The experiment — packed with staged cameras, intrusive interrogations and strategically packaged suitcases — is an attempt to prove that society would thrive on a matriarchal structure. It’s so outrageous it feels like a fever dream, or maybe just bad fan fiction.

Graphic by Emma Ruck and Lami Zhang

At one point, Gretchen even practices a presentation for potential donors against a backdrop of nuclear war to show the viewer just how dire the state of the world is under men.

The producers of the show want you to think she’s a villain at first. The episodes cut between the girls in hunger and in pain, and Gretchen in the control room gleefully celebrating the milestones they’re reaching: building a fire, finding shelter, discovering water.

There’s a slow shift in how the producers expect us to perceive Gretchen. We learn she has been fired from her teaching position for bold, radical thought. We watch her process the incarceration of her college-aged son, who participated in a fraternity hazing incident gone wrong. We are to sympathize with her as she grieves the loss of her friend and colleague Jeanette.

Gretchen, once a villain, becomes a supposed icon for feminism.

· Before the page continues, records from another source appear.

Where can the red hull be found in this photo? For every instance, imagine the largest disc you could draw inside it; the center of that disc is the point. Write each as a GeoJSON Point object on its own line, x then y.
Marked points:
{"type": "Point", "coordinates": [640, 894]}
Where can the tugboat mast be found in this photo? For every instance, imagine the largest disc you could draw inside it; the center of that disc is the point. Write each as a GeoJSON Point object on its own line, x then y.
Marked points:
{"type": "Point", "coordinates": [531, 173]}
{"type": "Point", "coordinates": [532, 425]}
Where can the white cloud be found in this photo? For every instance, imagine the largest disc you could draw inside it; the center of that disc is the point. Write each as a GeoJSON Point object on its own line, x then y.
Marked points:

Her uncompromising commitment to her vision makes her the fierce fighter for women struggling to thrive in a modern-day world tainted by patriarchal expectations.

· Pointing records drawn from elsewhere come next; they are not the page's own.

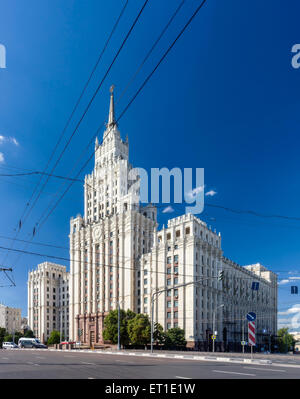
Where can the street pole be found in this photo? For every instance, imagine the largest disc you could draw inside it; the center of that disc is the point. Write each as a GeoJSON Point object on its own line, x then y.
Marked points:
{"type": "Point", "coordinates": [152, 313]}
{"type": "Point", "coordinates": [119, 346]}
{"type": "Point", "coordinates": [60, 324]}
{"type": "Point", "coordinates": [213, 330]}
{"type": "Point", "coordinates": [243, 346]}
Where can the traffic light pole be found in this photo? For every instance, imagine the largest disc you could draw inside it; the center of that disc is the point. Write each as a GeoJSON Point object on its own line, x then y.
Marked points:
{"type": "Point", "coordinates": [119, 346]}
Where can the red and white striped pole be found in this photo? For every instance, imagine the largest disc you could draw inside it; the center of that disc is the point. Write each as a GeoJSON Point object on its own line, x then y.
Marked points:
{"type": "Point", "coordinates": [251, 335]}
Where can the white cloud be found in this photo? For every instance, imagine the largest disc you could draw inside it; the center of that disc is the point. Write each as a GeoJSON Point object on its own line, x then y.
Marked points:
{"type": "Point", "coordinates": [168, 209]}
{"type": "Point", "coordinates": [193, 193]}
{"type": "Point", "coordinates": [5, 139]}
{"type": "Point", "coordinates": [14, 141]}
{"type": "Point", "coordinates": [289, 280]}
{"type": "Point", "coordinates": [210, 193]}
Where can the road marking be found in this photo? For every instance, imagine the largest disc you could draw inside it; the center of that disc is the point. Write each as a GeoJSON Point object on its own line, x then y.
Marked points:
{"type": "Point", "coordinates": [93, 364]}
{"type": "Point", "coordinates": [183, 378]}
{"type": "Point", "coordinates": [263, 369]}
{"type": "Point", "coordinates": [124, 361]}
{"type": "Point", "coordinates": [232, 372]}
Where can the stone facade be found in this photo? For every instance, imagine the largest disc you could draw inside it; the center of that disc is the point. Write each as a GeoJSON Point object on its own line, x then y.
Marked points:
{"type": "Point", "coordinates": [119, 257]}
{"type": "Point", "coordinates": [107, 242]}
{"type": "Point", "coordinates": [10, 318]}
{"type": "Point", "coordinates": [48, 300]}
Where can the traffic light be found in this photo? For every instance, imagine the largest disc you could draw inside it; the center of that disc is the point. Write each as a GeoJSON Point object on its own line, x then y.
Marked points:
{"type": "Point", "coordinates": [221, 276]}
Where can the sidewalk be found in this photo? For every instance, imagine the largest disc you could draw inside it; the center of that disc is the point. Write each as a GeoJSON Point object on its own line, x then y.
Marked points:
{"type": "Point", "coordinates": [200, 356]}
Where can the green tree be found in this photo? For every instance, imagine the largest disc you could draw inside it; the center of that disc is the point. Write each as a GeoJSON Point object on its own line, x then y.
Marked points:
{"type": "Point", "coordinates": [139, 330]}
{"type": "Point", "coordinates": [110, 332]}
{"type": "Point", "coordinates": [18, 335]}
{"type": "Point", "coordinates": [54, 338]}
{"type": "Point", "coordinates": [2, 335]}
{"type": "Point", "coordinates": [8, 338]}
{"type": "Point", "coordinates": [29, 334]}
{"type": "Point", "coordinates": [175, 337]}
{"type": "Point", "coordinates": [286, 341]}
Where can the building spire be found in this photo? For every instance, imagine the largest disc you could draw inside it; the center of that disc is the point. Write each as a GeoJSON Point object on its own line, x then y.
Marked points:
{"type": "Point", "coordinates": [111, 116]}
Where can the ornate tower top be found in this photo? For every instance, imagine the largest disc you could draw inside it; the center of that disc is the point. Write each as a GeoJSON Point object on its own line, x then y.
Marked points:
{"type": "Point", "coordinates": [111, 115]}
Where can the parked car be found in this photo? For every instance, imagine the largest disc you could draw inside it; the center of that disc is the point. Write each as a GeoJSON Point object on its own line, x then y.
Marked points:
{"type": "Point", "coordinates": [30, 343]}
{"type": "Point", "coordinates": [9, 345]}
{"type": "Point", "coordinates": [68, 342]}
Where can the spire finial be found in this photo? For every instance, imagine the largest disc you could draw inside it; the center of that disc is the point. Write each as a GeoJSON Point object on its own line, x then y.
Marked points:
{"type": "Point", "coordinates": [111, 116]}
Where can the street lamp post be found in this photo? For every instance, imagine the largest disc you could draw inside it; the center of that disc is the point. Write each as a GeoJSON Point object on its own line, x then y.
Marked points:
{"type": "Point", "coordinates": [119, 344]}
{"type": "Point", "coordinates": [214, 324]}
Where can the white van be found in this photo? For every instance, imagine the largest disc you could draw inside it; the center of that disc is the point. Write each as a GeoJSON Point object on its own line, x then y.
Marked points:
{"type": "Point", "coordinates": [30, 343]}
{"type": "Point", "coordinates": [9, 345]}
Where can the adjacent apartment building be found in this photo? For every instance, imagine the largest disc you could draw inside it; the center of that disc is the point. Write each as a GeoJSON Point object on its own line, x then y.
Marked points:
{"type": "Point", "coordinates": [118, 256]}
{"type": "Point", "coordinates": [10, 318]}
{"type": "Point", "coordinates": [185, 263]}
{"type": "Point", "coordinates": [48, 300]}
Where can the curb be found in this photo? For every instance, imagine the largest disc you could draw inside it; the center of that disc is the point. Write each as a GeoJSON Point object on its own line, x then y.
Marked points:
{"type": "Point", "coordinates": [165, 356]}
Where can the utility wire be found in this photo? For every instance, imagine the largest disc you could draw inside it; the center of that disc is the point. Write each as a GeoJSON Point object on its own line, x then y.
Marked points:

There’s just one problem: the girls on the island aren’t thriving either.

Their time on the island is plagued by rifts caused by a scarcity of resources, childish slut shaming and the sheer trauma of believing that death is fast approaching.

We receive snippets of their lives before the crash through faux interviews that are as unethical as the rest of the experiment. A hired psychiatrist — posing as an interrogator — coaxes each girl into disclosing their adolescent trauma during faux interviews.

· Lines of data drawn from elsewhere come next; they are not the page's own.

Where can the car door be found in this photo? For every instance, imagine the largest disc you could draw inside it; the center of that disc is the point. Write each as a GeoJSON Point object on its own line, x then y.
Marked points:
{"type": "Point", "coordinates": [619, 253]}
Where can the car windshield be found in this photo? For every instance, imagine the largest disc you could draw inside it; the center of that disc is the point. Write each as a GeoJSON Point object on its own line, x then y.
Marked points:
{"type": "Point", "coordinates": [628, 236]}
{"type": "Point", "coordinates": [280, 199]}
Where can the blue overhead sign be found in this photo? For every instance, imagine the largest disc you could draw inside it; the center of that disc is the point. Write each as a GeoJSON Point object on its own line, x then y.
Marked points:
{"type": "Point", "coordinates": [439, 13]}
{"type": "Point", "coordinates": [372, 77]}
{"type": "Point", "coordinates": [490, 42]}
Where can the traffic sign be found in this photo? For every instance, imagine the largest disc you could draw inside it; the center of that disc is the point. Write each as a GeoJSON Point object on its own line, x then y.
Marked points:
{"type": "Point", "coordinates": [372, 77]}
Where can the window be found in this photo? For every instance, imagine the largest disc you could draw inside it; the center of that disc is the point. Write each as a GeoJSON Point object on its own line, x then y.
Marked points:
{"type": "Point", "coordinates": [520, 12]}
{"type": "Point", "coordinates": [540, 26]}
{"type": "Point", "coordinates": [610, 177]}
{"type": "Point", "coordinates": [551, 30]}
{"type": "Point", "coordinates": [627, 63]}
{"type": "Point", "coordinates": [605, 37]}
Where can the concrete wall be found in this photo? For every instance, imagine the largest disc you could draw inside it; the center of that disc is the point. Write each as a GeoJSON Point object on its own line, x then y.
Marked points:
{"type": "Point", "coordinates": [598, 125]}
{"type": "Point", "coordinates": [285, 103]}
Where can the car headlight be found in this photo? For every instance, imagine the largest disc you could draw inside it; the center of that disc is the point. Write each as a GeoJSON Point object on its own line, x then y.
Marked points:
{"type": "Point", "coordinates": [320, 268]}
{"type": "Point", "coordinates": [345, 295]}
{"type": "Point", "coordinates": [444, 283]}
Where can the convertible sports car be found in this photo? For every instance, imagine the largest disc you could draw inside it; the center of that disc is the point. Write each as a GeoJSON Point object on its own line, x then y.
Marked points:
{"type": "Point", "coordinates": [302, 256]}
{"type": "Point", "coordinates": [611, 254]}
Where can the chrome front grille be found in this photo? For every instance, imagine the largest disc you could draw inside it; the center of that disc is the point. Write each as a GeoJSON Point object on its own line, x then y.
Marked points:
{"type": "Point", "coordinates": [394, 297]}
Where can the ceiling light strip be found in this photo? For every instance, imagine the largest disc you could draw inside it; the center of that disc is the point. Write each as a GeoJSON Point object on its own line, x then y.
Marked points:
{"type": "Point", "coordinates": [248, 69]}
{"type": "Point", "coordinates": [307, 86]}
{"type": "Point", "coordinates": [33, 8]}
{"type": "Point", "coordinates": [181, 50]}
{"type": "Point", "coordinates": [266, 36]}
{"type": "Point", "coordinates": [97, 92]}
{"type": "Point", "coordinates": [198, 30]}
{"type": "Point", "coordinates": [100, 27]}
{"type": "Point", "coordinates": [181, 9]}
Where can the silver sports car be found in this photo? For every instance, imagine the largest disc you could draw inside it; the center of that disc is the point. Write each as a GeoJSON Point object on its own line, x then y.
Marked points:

Graphic by Graphic by Emma Ruck and Lami Zhang

Season one never gives us a clear explanation as to why each of these girls was chosen, but the trauma they’ve overcome in the past is why Gretchen is so confident they’d succeed as a cohesive group on the island.

The girls’ trauma is also all uniquely gendered; God-fearing Christian Shelby has to hide her sexuality from her father, sweet and caring Martha was sexually assaulted by her male doctor and 16-year-old Leah is in love with an older man who took advantage of her.

Throughout their time on the island, their development is thrown in your face; Shelby kisses another girl, pacifist Martha kills a goat to overcome starvation and Leah throws away the book her love interest gave her. Only after that do they find the strength to band together so one of them can break out of the facility and free them all.

Gretchen romanticizes the idea that women must undergo the worst the world has to offer in order to wake up to their own internal power.

Gretchen is a morally gray antihero who subjects younger women to physical and psychological breaks in a bid to prove once and for all that women are stronger than men. But the quest to prove women are superior, at the cost of their well-being, grotesquely simplifies the challenges of a patriarchal society.

“The Wilds,” and the not-so-visionary social experiment the show is built around, is the product of a twisted understanding of feminism. But fortunately for “The Wilds,” we’re too starved for content to put it down.